I went to see Captain Marvel today. It’s another MCU film that shifts genres. Just as Thor did sword and sorcery and Winter Soldier did conspiracy thriller, Captain Marvel starts off as a space opera. Now, obviously, this genre itself isn’t new to Marvel films — hello, Guardians of the Galaxy — but there’s a distinct difference this time: Captain Marvel opens as a TV space opera.
Where film space operas typically aim to be either quasi-mythological epics (Star Wars) or over-the-top cartoons (Guardians, Flash Gordon, Valerian) TV space operas tend to have different ambitions, arising from their episodic formats and limited budgets. Intentionally or not, the first act of Captain Marvel does a thorough job of emulating this mode. Carol belongs to an alien army, the other members of which all look like humans (well, a couple have blue skin, but there are no counterparts to Groot or Rocket Raccoon present). Their exploits consist mainly of relatively low-key running-and-gunning, as we’d expect from a TV budget. Even the choice of antagonists — aliens who can shapeshift into doppelgangers — would suit a television series that wants to make the most of a limited cast. The production values are higher, but the underlying aesthetic is straight out of the TV set.
When the action reaches Earth, Captain Marvel changes the channel, sliding from TV space opera to The X-Files as Carol gets caught up in a web of government intrigue, alien autopsies and black-suited agents. At the same time, though, we get all the snappy one-liners and knockabout humour we’ve come to expect from Marvel. The X-Files would have handled the same subject matter very differently: Carol’s repressed memories making Earth is simultaneously familiar and unfamiliar) and the wider narrative of aliens taking on human form are perfect for a truly paranoid feel. Paranoia and superheroics don’t tend to mix, however, and the film’s midsection tends to look more like an X-Files parody than the real thing.

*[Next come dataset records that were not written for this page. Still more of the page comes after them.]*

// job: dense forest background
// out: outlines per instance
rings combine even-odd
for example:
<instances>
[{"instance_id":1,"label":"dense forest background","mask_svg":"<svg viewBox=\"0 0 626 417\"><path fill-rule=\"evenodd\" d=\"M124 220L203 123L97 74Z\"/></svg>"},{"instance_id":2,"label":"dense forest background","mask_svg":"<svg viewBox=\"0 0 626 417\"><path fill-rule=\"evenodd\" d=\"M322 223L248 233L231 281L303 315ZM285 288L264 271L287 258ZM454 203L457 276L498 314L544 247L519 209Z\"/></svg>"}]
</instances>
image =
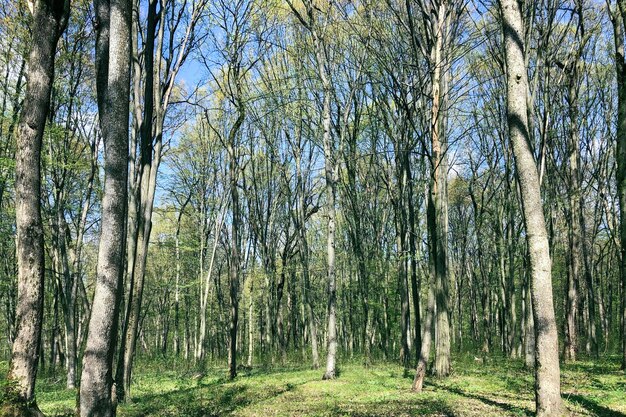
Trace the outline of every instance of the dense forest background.
<instances>
[{"instance_id":1,"label":"dense forest background","mask_svg":"<svg viewBox=\"0 0 626 417\"><path fill-rule=\"evenodd\" d=\"M333 379L354 358L415 369L424 349L440 377L452 356L533 368L531 252L498 2L128 3L120 399L131 393L136 358L177 358L199 371L228 364L231 378L305 363ZM620 9L596 0L521 5L526 139L560 359L626 365ZM16 137L37 42L28 6L0 2L7 362L19 327ZM41 147L38 366L63 374L68 388L84 366L109 172L97 13L91 2L71 3Z\"/></svg>"}]
</instances>

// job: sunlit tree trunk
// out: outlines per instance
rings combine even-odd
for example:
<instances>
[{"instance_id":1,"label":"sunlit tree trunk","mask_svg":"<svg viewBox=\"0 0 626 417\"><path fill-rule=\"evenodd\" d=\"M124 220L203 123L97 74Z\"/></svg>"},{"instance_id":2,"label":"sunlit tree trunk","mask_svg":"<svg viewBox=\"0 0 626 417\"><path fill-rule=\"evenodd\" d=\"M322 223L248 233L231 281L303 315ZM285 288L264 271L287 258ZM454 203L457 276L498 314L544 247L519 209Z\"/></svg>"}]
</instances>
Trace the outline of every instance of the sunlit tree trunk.
<instances>
[{"instance_id":1,"label":"sunlit tree trunk","mask_svg":"<svg viewBox=\"0 0 626 417\"><path fill-rule=\"evenodd\" d=\"M450 317L448 309L448 208L447 208L447 140L445 132L445 95L446 95L446 54L444 39L448 35L447 3L441 2L437 10L437 22L434 25L436 36L431 51L433 65L431 75L431 178L430 194L434 211L434 223L431 233L436 236L431 256L435 259L435 366L438 377L450 373Z\"/></svg>"},{"instance_id":2,"label":"sunlit tree trunk","mask_svg":"<svg viewBox=\"0 0 626 417\"><path fill-rule=\"evenodd\" d=\"M104 195L96 288L80 383L82 417L112 417L113 359L124 275L128 180L131 5L96 0L96 88L104 143Z\"/></svg>"},{"instance_id":3,"label":"sunlit tree trunk","mask_svg":"<svg viewBox=\"0 0 626 417\"><path fill-rule=\"evenodd\" d=\"M562 413L558 333L552 301L552 261L548 245L537 166L530 149L524 58L524 31L520 4L500 0L507 79L507 120L522 197L526 239L530 254L531 298L535 323L535 403L538 416Z\"/></svg>"},{"instance_id":4,"label":"sunlit tree trunk","mask_svg":"<svg viewBox=\"0 0 626 417\"><path fill-rule=\"evenodd\" d=\"M69 1L29 1L32 45L28 55L26 96L22 104L15 152L17 228L17 305L15 340L8 379L20 401L39 413L35 402L37 362L41 352L44 301L44 232L41 217L40 157L59 37L65 30Z\"/></svg>"}]
</instances>

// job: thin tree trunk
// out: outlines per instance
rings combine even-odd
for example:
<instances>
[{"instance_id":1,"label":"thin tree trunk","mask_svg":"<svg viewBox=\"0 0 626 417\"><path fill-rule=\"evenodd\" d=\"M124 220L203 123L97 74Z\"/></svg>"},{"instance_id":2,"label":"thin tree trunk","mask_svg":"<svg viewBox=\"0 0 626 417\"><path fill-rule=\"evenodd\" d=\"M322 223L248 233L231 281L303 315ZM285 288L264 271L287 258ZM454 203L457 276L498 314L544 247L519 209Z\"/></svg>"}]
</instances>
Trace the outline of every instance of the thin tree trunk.
<instances>
[{"instance_id":1,"label":"thin tree trunk","mask_svg":"<svg viewBox=\"0 0 626 417\"><path fill-rule=\"evenodd\" d=\"M429 211L434 209L429 203ZM431 214L432 216L432 214ZM429 245L433 245L433 238L429 238ZM435 315L435 260L431 259L430 264L430 282L428 283L428 299L426 301L426 317L424 318L424 332L422 333L422 345L420 346L420 356L417 361L417 369L415 371L415 378L413 379L412 390L414 392L421 392L424 387L424 377L426 376L426 367L428 366L428 360L430 358L430 344L433 333L433 318Z\"/></svg>"},{"instance_id":2,"label":"thin tree trunk","mask_svg":"<svg viewBox=\"0 0 626 417\"><path fill-rule=\"evenodd\" d=\"M524 267L527 262L524 260ZM526 270L526 268L524 268ZM524 285L522 287L522 303L525 307L524 312L524 364L528 369L535 368L535 322L533 318L533 305L531 300L530 290L530 274L524 274Z\"/></svg>"},{"instance_id":3,"label":"thin tree trunk","mask_svg":"<svg viewBox=\"0 0 626 417\"><path fill-rule=\"evenodd\" d=\"M301 130L298 129L298 133L296 134L298 142L301 140L300 137ZM315 313L313 311L313 302L311 300L311 281L309 275L309 244L306 235L306 196L305 196L305 182L302 175L302 148L300 144L297 145L298 149L296 150L295 155L295 164L296 164L296 182L298 184L298 238L300 243L300 262L302 264L302 281L303 281L303 289L302 289L302 301L306 306L306 314L308 316L308 329L310 333L310 341L311 341L311 356L312 356L312 366L313 369L318 369L320 367L319 360L319 352L317 346L317 324L315 323ZM295 294L295 293L294 293ZM295 306L295 301L293 301L293 305ZM295 308L292 309L295 313ZM294 314L295 318L295 314ZM296 338L296 324L297 320L292 321L292 329L294 332L293 340L294 344L297 341ZM295 347L295 346L294 346Z\"/></svg>"},{"instance_id":4,"label":"thin tree trunk","mask_svg":"<svg viewBox=\"0 0 626 417\"><path fill-rule=\"evenodd\" d=\"M137 332L139 329L139 315L143 299L145 282L146 262L148 256L148 243L152 229L152 207L156 190L156 172L160 162L160 146L154 146L153 152L153 113L154 113L154 44L157 22L157 1L151 0L148 7L146 44L144 50L145 80L143 94L143 117L139 129L140 159L139 173L137 177L136 196L139 197L137 204L136 228L129 230L131 233L130 243L134 247L134 253L129 253L133 258L129 269L130 292L127 301L126 319L122 334L122 366L118 366L116 376L118 400L124 401L130 398L130 382L132 376L132 364L135 356ZM140 77L140 74L135 74ZM137 106L138 103L135 103ZM137 133L135 133L137 134ZM154 153L154 155L153 155ZM129 267L130 268L130 267ZM121 375L119 372L121 371Z\"/></svg>"},{"instance_id":5,"label":"thin tree trunk","mask_svg":"<svg viewBox=\"0 0 626 417\"><path fill-rule=\"evenodd\" d=\"M254 280L249 276L250 294L248 296L248 367L252 367L254 356Z\"/></svg>"},{"instance_id":6,"label":"thin tree trunk","mask_svg":"<svg viewBox=\"0 0 626 417\"><path fill-rule=\"evenodd\" d=\"M415 231L415 202L413 196L413 176L411 173L410 153L404 153L404 169L407 177L407 204L409 207L409 272L411 275L411 296L413 297L413 315L415 317L415 354L419 361L418 349L422 346L422 319L420 317L420 287L421 283L417 278L417 233ZM460 328L460 326L459 326Z\"/></svg>"},{"instance_id":7,"label":"thin tree trunk","mask_svg":"<svg viewBox=\"0 0 626 417\"><path fill-rule=\"evenodd\" d=\"M568 187L568 244L569 254L571 260L571 274L568 275L567 283L567 312L566 312L566 332L565 332L565 345L564 345L564 359L575 361L576 353L578 351L578 332L577 332L577 319L578 319L578 288L580 286L581 270L584 265L581 265L583 259L582 253L582 233L581 224L584 224L583 213L581 209L582 197L580 190L580 173L578 169L580 159L580 138L579 138L579 114L578 114L578 93L580 80L580 59L582 56L584 41L582 38L585 36L584 26L582 24L582 4L576 2L578 12L578 30L576 33L581 37L579 39L580 46L575 55L572 56L572 63L568 64L565 71L568 73L568 95L567 104L569 112L569 135L567 141L567 159L568 170L567 180L569 182Z\"/></svg>"}]
</instances>

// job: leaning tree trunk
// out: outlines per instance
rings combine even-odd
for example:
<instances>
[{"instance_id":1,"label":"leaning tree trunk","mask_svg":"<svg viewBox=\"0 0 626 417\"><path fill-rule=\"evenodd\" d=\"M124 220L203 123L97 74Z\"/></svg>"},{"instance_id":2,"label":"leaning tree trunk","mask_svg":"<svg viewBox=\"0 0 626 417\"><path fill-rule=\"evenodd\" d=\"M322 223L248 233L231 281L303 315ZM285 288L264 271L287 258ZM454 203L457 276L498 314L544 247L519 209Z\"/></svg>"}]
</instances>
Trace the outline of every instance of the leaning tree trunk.
<instances>
[{"instance_id":1,"label":"leaning tree trunk","mask_svg":"<svg viewBox=\"0 0 626 417\"><path fill-rule=\"evenodd\" d=\"M124 274L131 5L95 0L96 88L104 142L104 195L97 281L80 383L80 415L115 416L113 358Z\"/></svg>"},{"instance_id":2,"label":"leaning tree trunk","mask_svg":"<svg viewBox=\"0 0 626 417\"><path fill-rule=\"evenodd\" d=\"M16 332L8 379L15 381L20 402L40 413L35 403L37 362L41 352L44 301L44 234L41 219L40 156L57 42L69 15L68 0L28 3L33 14L33 41L28 57L26 97L20 114L15 152L17 227Z\"/></svg>"},{"instance_id":3,"label":"leaning tree trunk","mask_svg":"<svg viewBox=\"0 0 626 417\"><path fill-rule=\"evenodd\" d=\"M552 261L548 246L537 166L530 149L522 13L516 0L500 0L507 77L507 119L522 197L530 253L531 298L535 322L535 403L537 416L562 413L558 333L552 303Z\"/></svg>"}]
</instances>

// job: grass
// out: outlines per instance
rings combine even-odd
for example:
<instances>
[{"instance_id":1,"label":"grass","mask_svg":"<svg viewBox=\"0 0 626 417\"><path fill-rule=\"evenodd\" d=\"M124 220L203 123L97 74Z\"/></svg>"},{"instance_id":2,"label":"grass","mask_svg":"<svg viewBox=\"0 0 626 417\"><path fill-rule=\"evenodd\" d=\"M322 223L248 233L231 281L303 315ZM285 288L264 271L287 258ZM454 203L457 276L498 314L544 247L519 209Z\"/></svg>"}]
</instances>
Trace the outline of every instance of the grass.
<instances>
[{"instance_id":1,"label":"grass","mask_svg":"<svg viewBox=\"0 0 626 417\"><path fill-rule=\"evenodd\" d=\"M1 364L0 364L1 365ZM2 367L2 366L0 366ZM180 370L177 370L180 368ZM344 364L340 377L322 381L304 367L242 370L228 381L225 368L202 376L171 363L139 362L132 400L121 417L139 416L530 416L532 374L519 362L472 358L453 362L453 374L428 378L410 391L413 373L395 364ZM626 417L626 377L617 362L582 361L562 369L562 393L573 416ZM45 377L37 398L48 416L71 415L76 392L62 377Z\"/></svg>"}]
</instances>

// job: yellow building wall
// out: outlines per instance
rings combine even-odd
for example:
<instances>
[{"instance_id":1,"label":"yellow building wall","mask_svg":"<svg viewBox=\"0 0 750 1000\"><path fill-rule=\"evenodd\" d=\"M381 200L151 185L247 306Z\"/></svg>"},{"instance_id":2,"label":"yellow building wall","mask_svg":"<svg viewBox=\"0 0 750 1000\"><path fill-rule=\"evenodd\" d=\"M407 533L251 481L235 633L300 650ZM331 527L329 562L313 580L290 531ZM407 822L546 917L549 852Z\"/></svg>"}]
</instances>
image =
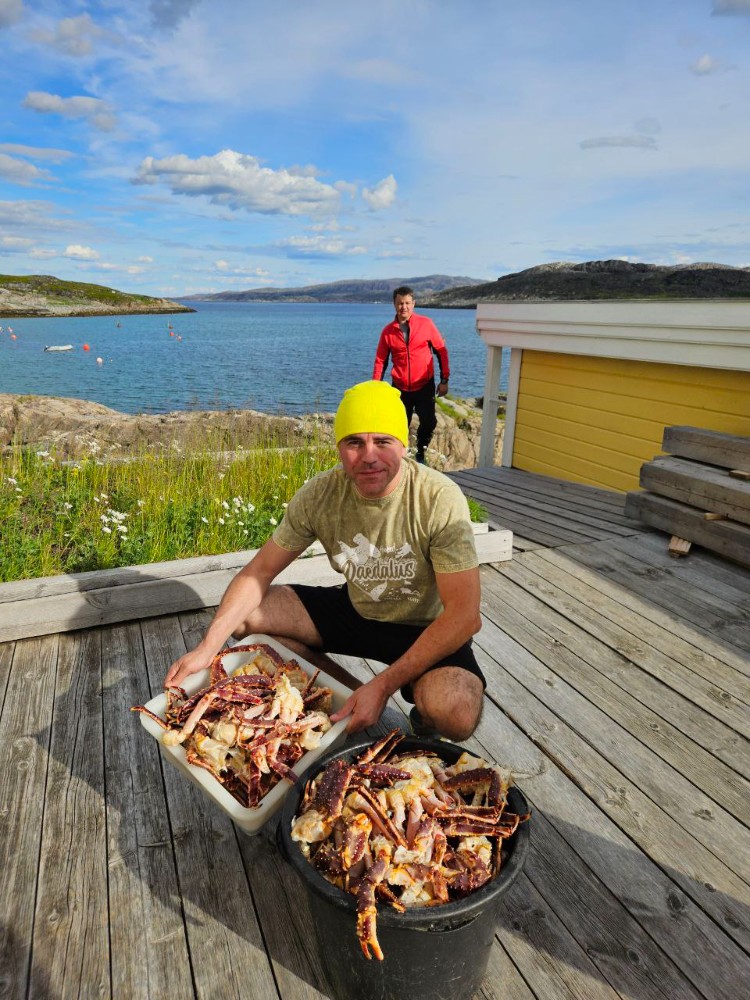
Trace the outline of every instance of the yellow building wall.
<instances>
[{"instance_id":1,"label":"yellow building wall","mask_svg":"<svg viewBox=\"0 0 750 1000\"><path fill-rule=\"evenodd\" d=\"M514 468L637 489L672 425L750 437L750 372L523 352Z\"/></svg>"}]
</instances>

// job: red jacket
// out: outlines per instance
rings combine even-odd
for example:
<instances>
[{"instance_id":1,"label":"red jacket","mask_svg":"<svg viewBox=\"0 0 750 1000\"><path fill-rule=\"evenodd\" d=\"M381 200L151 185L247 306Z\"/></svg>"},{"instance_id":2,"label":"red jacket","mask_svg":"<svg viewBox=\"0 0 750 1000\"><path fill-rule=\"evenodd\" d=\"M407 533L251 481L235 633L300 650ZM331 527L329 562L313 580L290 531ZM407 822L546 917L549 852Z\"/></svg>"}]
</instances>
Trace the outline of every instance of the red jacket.
<instances>
[{"instance_id":1,"label":"red jacket","mask_svg":"<svg viewBox=\"0 0 750 1000\"><path fill-rule=\"evenodd\" d=\"M409 343L404 340L398 320L394 319L383 328L375 352L374 379L382 379L388 367L388 359L393 358L391 380L397 389L414 392L427 382L435 380L435 366L432 354L437 355L440 378L447 381L450 376L448 348L440 331L427 316L412 313L409 319Z\"/></svg>"}]
</instances>

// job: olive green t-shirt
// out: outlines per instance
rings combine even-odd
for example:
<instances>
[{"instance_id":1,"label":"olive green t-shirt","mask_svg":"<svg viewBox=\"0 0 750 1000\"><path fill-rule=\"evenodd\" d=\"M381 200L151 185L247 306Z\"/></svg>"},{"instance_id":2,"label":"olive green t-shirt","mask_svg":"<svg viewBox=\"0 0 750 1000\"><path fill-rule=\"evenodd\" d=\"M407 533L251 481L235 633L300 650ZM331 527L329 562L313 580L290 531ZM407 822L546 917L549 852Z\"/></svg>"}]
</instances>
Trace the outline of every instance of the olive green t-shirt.
<instances>
[{"instance_id":1,"label":"olive green t-shirt","mask_svg":"<svg viewBox=\"0 0 750 1000\"><path fill-rule=\"evenodd\" d=\"M337 465L305 483L273 533L288 551L319 539L364 618L428 625L442 611L435 573L478 565L469 507L441 472L406 460L388 496L362 497Z\"/></svg>"}]
</instances>

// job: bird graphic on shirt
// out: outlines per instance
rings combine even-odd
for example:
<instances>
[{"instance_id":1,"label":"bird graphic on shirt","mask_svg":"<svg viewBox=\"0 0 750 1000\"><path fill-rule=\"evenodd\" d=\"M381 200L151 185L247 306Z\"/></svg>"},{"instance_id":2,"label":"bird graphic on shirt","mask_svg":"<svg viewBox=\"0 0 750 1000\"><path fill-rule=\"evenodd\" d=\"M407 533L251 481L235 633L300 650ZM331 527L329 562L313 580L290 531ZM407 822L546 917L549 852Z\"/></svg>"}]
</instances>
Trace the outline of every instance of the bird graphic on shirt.
<instances>
[{"instance_id":1,"label":"bird graphic on shirt","mask_svg":"<svg viewBox=\"0 0 750 1000\"><path fill-rule=\"evenodd\" d=\"M370 559L378 559L380 556L380 549L361 532L354 536L354 541L356 545L347 545L342 541L338 543L341 552L333 557L333 561L342 571L346 566L364 566Z\"/></svg>"}]
</instances>

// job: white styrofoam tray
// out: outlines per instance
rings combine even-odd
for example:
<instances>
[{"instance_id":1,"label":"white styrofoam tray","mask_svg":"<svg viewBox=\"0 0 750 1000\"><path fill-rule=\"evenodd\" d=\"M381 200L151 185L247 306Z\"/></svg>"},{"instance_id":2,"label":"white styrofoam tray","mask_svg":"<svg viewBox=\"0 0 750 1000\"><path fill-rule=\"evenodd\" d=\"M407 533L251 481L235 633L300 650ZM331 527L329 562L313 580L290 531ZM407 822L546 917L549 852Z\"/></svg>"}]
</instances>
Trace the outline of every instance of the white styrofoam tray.
<instances>
[{"instance_id":1,"label":"white styrofoam tray","mask_svg":"<svg viewBox=\"0 0 750 1000\"><path fill-rule=\"evenodd\" d=\"M275 649L282 659L284 660L296 660L300 667L305 671L306 674L310 675L315 673L315 667L307 660L303 660L301 656L297 653L293 653L291 649L287 649L286 646L282 646L280 642L272 639L268 635L248 635L244 639L240 639L237 643L238 646L248 646L255 643L265 643ZM228 674L233 674L236 670L248 660L251 660L255 654L253 652L246 653L227 653L223 660L224 669ZM202 687L207 687L209 683L209 672L208 670L201 670L200 673L191 674L190 677L181 686L188 695L195 694ZM340 681L334 680L328 674L321 671L318 674L318 679L316 681L317 685L321 687L329 687L333 692L333 708L331 712L336 712L347 698L351 695L351 690L342 684ZM166 694L157 695L156 698L152 698L151 701L146 703L146 708L153 712L154 715L158 715L160 718L165 718L167 709L167 696ZM218 781L212 774L209 774L202 767L195 767L193 764L188 764L185 757L185 750L179 744L177 746L165 746L161 738L164 734L164 730L161 726L150 719L145 713L140 713L141 723L149 732L154 739L159 742L159 749L164 754L166 759L174 764L175 767L179 768L180 771L189 778L194 784L201 788L209 798L227 813L232 820L243 830L245 833L253 834L257 833L258 830L267 823L268 820L281 808L281 803L284 800L284 796L292 787L288 781L283 778L277 782L276 785L265 795L257 806L252 809L248 809L246 806L241 805L233 795L231 795L226 788ZM309 767L318 757L321 757L328 750L333 747L338 746L339 743L343 742L346 730L347 719L341 719L339 722L334 723L327 733L323 734L323 738L320 744L314 750L308 750L297 763L294 765L292 770L295 774L300 775L302 772Z\"/></svg>"}]
</instances>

Captain Marvel finally settles into Joss Whedon territory, giving us such sights as a menacing green alien casually slurping fizzy pop from a straw. Perhaps the simplest way to sum up the film is as a greatest hits medley of 90s SF/F television: Babylon 5, X-Files and Angel, all with an effects budget that none of those series could have dreamed of. This may well have been intentional, given that the film is set in the 90s and repeatedly trades on nostalgia for the era.
None of my above comments should be taken as criticism. Captain Marvel performs each of its shifting genre duties pretty well. The thing is, though, other films — including other Marvel films — have covered the same genres if not necessarily better, than with fuller commitment. Winter Soldier is a more engaging conspiracy thriller. Guardians of the Galaxy is a wider-ranging space opera. And now we have Captain Marvel squeezing in between them, Jack of all trades but master of none.
Had it been a standalone film, I suspect that Captain Marvel would have eventually ended up in the same corner of the public imagination as Jupiter Ascending and Valerian (both of which I enjoyed, incidentally). But thanks to its franchise ties, the film has an assured afterlife. We know that Carol will be co-starring in the next Avengers, and a Captain Marvel 2 is a distinct possibility. Superhero sequels frequently top their precursors, so perhaps the good Captain will finally happen upon an area where the truly shines.